Ombudsman Minta Bupati Buru Pecat Istri Mudanya

BIMATA.ID, Maluku- Ombudsman Perwakilan Maluku meminta Bupati Buru Ramly Umasugi segera menjalankan perintah Manpan RB Tjahjo Kumolo memecat istri mudanya Syaiun Hentihu dari Aparatur Sipil Negara (ASN).

“Bupati Buru harus menunjukkan sikap taat dan patuh, menjalankan perintah Menpan RB. Sebab surat (Menpan RB) itu memiliki legalitas hukum yang sah, dan wajib dijalankan,” tegas Kepala Ombudsman Perwakilan Maluku, Hasan Slamat.

Menurut Hasan, tidak ada kata tawar-menawar dalam menjalankan perintah yang telah resmi diberikan Pemerintah Pusat melalui Kementerian Pendayagunaan Aparatur Negara dan Reformasi Birokrasi (Kemenpan RB).

“Melihat dari asas hirarkis perundang-undangan dan hirarkis kewenangan, maka bupati Buru harus menjalankan semua perintah itu sesuai dengan ketentuan yang telah ditetapkan,” jelasnya.

Jika perintah Menpan RB tidak digubris, maka Ramli telah melakukan perlawanan terhadap ketentuan yang telah ditetapkan oleh Pemerintah Pusat.

“Tidak menjalankan perintah Menpan RB, sama saja dengan bupati Buru telah menunjukkan tatanan yang kurang baik dalam birokrasi pemerintahan. Ombudsman mendorong penuh agar secepatnya dipecat istri mudanya bupati dari PNS,” kata Hasan.

Ramli yang menolak memecat istri mudanya merupakan tindakan maladministrasi. “Tidak menunjukkan kepatutan terhadap aturan namanya,” tegas dia.

Dikatakan, perbuatan tidak patuh diharamkan kepada seluruh aparatur pemerintah. “Apa yang dilakukan oleh bupati Buru dengan tidak menggubris surat Menpan RB bisa dikatakan sebagai perbuatan tidak patuh,” jelas Hasan.

Dalam persoalan ini, menurut dia, Ramli tidak boleh memasukkan unsur kepentingan pribadi. Harus ada pilihan, demi kebaikan tatanan birokrasi.

“Dalam hal ini, pemecatan dari PNS ditujukan bukan kepada istri bupati, namun kepada salah satu aparatur negara.

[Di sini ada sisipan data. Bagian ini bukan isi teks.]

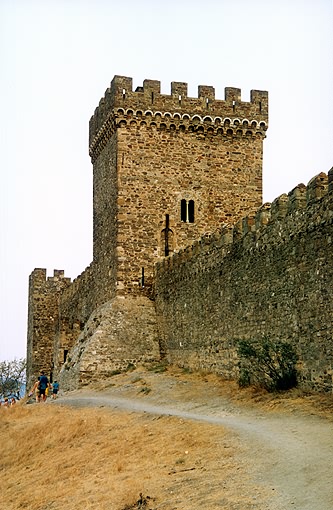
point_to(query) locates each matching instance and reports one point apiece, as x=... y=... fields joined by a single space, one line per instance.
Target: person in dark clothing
x=43 y=384
x=55 y=389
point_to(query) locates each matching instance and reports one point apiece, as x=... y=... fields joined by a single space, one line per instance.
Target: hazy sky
x=57 y=57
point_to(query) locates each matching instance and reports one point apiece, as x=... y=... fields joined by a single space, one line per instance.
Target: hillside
x=167 y=441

Jadi jangan dicampur-adukan, persoalan pemerintahan dan persoalan keluarga,” kata dia.

Terpisah, mantan Ketua Komisi I DPRD Maluku Melkias Frans menyatakan, agama yang dianut Ramli Umasugy membolehkan nikah lebih dari satu kali asal mendapat restu dari istri pertama.

Namun, perlu diingat bahwa istri siri Ramli adalah ASN yang harus mendapat izin dari atasan dengan mengacu pada aturan. “Tentu seorang ASN itu patuh dan taat pada aturan,” kata Frans.

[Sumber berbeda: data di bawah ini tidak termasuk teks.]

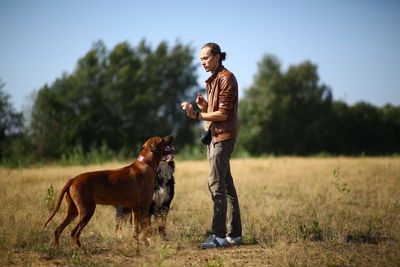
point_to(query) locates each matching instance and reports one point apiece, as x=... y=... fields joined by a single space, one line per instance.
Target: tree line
x=114 y=100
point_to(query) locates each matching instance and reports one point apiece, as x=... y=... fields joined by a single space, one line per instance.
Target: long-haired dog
x=131 y=186
x=164 y=187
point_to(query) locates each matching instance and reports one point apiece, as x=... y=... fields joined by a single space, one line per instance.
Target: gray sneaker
x=234 y=241
x=214 y=242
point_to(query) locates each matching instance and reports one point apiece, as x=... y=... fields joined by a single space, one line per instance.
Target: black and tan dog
x=163 y=194
x=131 y=186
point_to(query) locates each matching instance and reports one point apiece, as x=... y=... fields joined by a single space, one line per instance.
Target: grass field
x=295 y=212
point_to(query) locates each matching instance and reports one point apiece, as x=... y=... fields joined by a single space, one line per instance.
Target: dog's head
x=161 y=146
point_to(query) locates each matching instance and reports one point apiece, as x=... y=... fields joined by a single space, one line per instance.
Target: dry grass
x=295 y=211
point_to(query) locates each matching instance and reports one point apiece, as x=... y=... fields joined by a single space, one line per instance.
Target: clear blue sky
x=355 y=43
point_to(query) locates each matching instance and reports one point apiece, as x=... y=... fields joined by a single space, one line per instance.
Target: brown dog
x=131 y=186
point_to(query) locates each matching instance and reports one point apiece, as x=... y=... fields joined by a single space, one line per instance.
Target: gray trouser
x=223 y=192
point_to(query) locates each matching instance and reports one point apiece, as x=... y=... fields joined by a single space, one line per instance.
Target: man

Menpan RB sudah menerbitkan surat kepada gubernur Maluku dan bupati Buru agar segera memecat Syaiun Hentihu dari PNS. Surat itu diberikan waktu 14 hari kepada bupati Buru untuk memecat Hentihu.

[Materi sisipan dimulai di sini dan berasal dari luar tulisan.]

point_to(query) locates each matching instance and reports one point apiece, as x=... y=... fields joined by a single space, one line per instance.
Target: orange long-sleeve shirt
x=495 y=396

“Dasar surat Menpan RB sudah jelas. Apa susahnya dan kendala Umasugy tidak kunjung memecat istri mudanya?,” heran Frans.

Jika Ramli yang juga Ketua DPD Partai Golkar tak kunjung memecat istri mudanya akan berdampak bagi karier politiknya.

“Tentu ada dampaknya. Makanya saya desak bupati Buru segera memecat istri mudanya karena sudah menabrak aturan,” ujarnya.